FIG. 1 illustrates the typical problem. The physical process block represents any complex multi-variable continuous process where several process variables are controlled to produce optimized outputs. The individual PVs are controlled by independent proportional-integral-derivative (PID) controllers in a conventional closed loop strategy. Process variables that cannot be controlled directly or immediately are labeled PV'1, PV'2.
The setpoint(s) (SP) of each of these PID loops is determined by the controller which may simply be a process expert (foreman, process engineer, etc.) to produce the desired outputs from the physical process for the current conditions. If the outputs deviate from the optimum, the process expert decides which setpoint(s) should be adjusted and the amount of the adjustments. In many processes, there may be a significant lag time between corrective action taken and the results of that action. This lag time is not caused by the response time of the individual PID loops, but is a result of the natural time constant of the physical process. PID loops normally respond rapidly when compared to the total process time constant.
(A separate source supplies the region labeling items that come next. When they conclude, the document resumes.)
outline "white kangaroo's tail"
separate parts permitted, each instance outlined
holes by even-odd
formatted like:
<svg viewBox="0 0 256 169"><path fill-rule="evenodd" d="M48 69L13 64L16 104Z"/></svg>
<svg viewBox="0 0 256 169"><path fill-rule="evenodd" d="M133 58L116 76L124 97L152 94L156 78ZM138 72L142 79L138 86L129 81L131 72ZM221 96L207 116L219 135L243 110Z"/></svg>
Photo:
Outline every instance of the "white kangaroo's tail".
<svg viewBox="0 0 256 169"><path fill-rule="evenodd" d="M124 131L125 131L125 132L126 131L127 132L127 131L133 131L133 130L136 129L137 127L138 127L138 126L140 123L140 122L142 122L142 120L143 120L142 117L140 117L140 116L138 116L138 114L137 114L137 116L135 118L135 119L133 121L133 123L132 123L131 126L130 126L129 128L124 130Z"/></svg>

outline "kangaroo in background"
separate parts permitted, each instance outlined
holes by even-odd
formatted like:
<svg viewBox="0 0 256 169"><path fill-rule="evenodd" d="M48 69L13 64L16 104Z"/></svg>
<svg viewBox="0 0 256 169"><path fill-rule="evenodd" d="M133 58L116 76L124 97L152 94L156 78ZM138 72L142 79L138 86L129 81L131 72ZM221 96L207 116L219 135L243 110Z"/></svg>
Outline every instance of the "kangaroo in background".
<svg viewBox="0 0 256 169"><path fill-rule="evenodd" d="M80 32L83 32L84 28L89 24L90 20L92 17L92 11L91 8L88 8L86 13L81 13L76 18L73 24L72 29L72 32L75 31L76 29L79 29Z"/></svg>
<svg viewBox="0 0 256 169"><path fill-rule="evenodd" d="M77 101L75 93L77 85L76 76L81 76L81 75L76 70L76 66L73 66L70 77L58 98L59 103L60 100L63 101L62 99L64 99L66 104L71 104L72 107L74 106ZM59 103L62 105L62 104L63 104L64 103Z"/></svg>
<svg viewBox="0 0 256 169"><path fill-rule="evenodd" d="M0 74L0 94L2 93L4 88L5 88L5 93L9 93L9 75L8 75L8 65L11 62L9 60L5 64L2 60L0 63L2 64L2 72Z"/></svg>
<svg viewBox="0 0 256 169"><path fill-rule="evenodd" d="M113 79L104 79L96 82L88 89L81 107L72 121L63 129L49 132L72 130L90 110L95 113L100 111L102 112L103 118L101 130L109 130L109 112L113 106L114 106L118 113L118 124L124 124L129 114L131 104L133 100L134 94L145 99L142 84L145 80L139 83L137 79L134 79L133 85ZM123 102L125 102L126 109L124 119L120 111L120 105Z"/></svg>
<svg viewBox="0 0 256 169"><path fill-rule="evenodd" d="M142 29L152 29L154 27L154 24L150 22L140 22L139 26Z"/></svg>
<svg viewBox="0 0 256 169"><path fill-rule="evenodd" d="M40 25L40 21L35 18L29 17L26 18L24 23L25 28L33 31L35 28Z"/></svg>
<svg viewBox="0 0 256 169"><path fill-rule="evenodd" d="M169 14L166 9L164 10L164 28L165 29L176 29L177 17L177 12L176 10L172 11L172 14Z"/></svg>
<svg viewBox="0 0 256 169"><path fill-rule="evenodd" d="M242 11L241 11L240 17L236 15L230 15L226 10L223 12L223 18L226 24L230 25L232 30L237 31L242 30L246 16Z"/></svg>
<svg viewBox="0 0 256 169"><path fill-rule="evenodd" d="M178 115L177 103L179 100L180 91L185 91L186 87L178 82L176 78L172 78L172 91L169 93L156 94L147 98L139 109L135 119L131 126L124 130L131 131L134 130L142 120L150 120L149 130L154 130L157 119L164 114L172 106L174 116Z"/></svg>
There are problems with trying to optimize this type of process because of the process time constants and shifts in the steady state domain of the process. The corrections to these problems are not easily determined mathematically. It requires the experience of a process expert to derive the corrective actions.
Efforts to overcome and develop optimum solutions to the above problems have varied. In the simplest case multi-variable linear regression has been used to develope correlation equations. In more complex applications, actual mathematical models have been developed to approximate the process so that results are projected and changes to the SPs are made without having to wait for the process to respond with its normal time cycle. In the most recent efforts, the experiences of the process experts have been reduced to a set of rules that are implemented in a computer and/or microprocessor to change the SPs. A rule based expert system "quantifies" human intelligence, building a database of rules, derived from one or multiple experts, to govern what to do when predefined measurable situations arise.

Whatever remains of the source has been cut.